INTRODUCTION
Sexual dimorphism in innate immunity mainly manifests by lower
susceptibility and better outcomes against infections in females, who
also display better vaccination responses and transplantation outcomes
as well as higher incidence of autoimmune diseases compared to males
(Fischer et al., 2015; Jaillon et al., 2019; Klein & Flanagan, 2016;
Shepherd et al., 2021). Estrogen hormones contribute to the disparity in
immunity by regulating immune cells.

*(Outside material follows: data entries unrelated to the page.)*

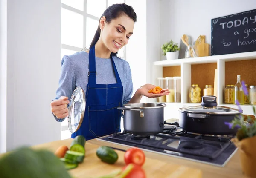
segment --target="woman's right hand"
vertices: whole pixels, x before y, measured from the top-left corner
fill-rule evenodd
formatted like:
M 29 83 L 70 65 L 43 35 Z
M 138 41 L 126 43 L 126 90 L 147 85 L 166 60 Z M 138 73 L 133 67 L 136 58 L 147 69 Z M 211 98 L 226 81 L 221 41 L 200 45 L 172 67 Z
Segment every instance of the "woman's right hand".
M 66 96 L 61 96 L 58 100 L 51 103 L 52 112 L 58 119 L 63 118 L 68 115 L 67 105 L 69 101 L 68 99 Z

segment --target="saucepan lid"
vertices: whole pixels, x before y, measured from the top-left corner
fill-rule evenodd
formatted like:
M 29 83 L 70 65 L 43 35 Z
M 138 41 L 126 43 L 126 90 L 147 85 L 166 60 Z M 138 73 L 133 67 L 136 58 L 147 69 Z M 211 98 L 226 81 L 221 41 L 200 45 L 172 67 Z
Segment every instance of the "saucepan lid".
M 243 111 L 223 106 L 218 106 L 216 97 L 215 96 L 202 97 L 201 105 L 192 106 L 179 109 L 181 112 L 208 114 L 212 115 L 229 115 L 242 113 Z
M 80 128 L 85 111 L 85 95 L 82 88 L 77 87 L 72 94 L 68 106 L 67 126 L 70 132 L 74 133 Z

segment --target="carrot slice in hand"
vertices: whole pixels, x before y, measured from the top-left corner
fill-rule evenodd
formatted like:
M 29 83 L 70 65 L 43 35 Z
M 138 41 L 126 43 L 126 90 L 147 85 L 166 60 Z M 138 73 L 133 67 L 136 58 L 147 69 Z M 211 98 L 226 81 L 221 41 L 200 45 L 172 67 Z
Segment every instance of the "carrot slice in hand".
M 161 91 L 163 89 L 160 86 L 157 86 L 154 88 L 153 89 L 151 89 L 148 91 L 148 93 L 160 93 Z

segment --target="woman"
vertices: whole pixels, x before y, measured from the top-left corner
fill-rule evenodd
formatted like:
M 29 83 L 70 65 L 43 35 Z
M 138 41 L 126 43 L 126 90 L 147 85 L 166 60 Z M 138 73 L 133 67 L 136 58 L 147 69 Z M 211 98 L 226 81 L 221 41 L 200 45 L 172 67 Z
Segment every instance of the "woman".
M 68 115 L 67 100 L 76 87 L 80 86 L 86 96 L 83 122 L 71 138 L 81 135 L 90 140 L 121 132 L 118 107 L 140 103 L 143 96 L 155 98 L 169 95 L 167 89 L 159 94 L 148 93 L 155 86 L 148 84 L 131 98 L 130 66 L 116 54 L 128 43 L 136 20 L 130 6 L 123 3 L 111 6 L 100 19 L 89 50 L 63 57 L 57 100 L 51 103 L 56 121 L 62 122 Z

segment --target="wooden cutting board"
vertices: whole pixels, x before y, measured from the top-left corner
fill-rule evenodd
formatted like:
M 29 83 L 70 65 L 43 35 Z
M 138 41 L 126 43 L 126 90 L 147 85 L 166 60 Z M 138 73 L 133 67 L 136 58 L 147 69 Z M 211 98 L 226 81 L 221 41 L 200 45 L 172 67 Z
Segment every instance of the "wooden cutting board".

Estrogens bind to the estrogen
receptors (ERs), ERα and ERβ, which are ligand-activated transcription
factors that modulate gene transcription by binding to target genes
promoter or by interfering with the activity of other transcription
factors (McDonnell and Norris, 2002; Kovats, 2015). Estrogens also
induce rapid cytoplasmic responses, such as calcium influx and cAMP
formation, mediated by estrogen-activated ERs and G protein-coupled
estrogen receptor 1 (GPER1), a membrane ER (Revankar et al., 2005).

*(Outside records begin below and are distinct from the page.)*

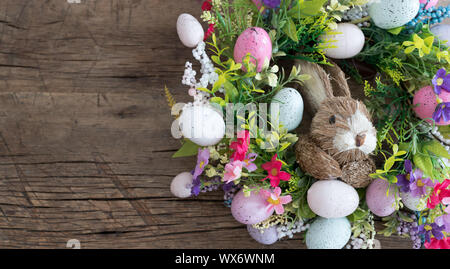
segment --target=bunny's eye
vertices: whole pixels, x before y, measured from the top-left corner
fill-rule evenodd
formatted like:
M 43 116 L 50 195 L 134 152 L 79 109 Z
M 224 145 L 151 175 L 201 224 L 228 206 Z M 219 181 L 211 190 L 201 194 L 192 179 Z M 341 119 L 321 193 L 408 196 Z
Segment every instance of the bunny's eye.
M 336 116 L 335 115 L 331 116 L 328 121 L 330 122 L 330 124 L 335 124 L 336 123 Z

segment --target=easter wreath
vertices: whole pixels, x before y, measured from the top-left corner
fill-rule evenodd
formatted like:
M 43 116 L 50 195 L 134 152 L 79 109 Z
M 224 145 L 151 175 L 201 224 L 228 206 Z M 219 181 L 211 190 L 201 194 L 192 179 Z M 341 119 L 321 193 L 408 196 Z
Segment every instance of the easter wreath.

ER-selective antagonists have been developed to counteract the
transcriptional effects of estrogens. These antagonists are defined as
selective estrogen receptor modulators (SERMs) for their
tissue-selective pharmacological activity; one relevant example is
tamoxifen (TAM) which triggers ER-antagonist and agonist responses in
the mammary tissue and bone, respectively (Y. Maximov et al., 2013). TAM
is widely employed in ERα-positive breast cancers as a precursor drug of
the active metabolite, 4-hydroxytamoxifen (4HT), that inhibits cancer
cells proliferation through ERα-antagonistic mechanism. In fact, ERs
binding affinity of 4HT is similar to the endogenous ligand
17β-estradiol (E2), while TAM affinity is 100-fold lower than E2 (Rich
et al., 2002;,Clarke et al., 2003). Interestingly, TAM
is currently used in repurposing strategies as recent clinical evidence
proved its efficacy in ER-independent cancers and infections by
intracellular pathogens (Butts et al., 2014; Ma et al., 2015; Sik Jang
et al., 2015; Hasegawa et al., 2018; Montoya and Krysan, 2018; Zheng et
al., 2018). In these circumstances, higher doses of TAM are used,
reaching plasma and tissue drug concentrations in the micromolar range.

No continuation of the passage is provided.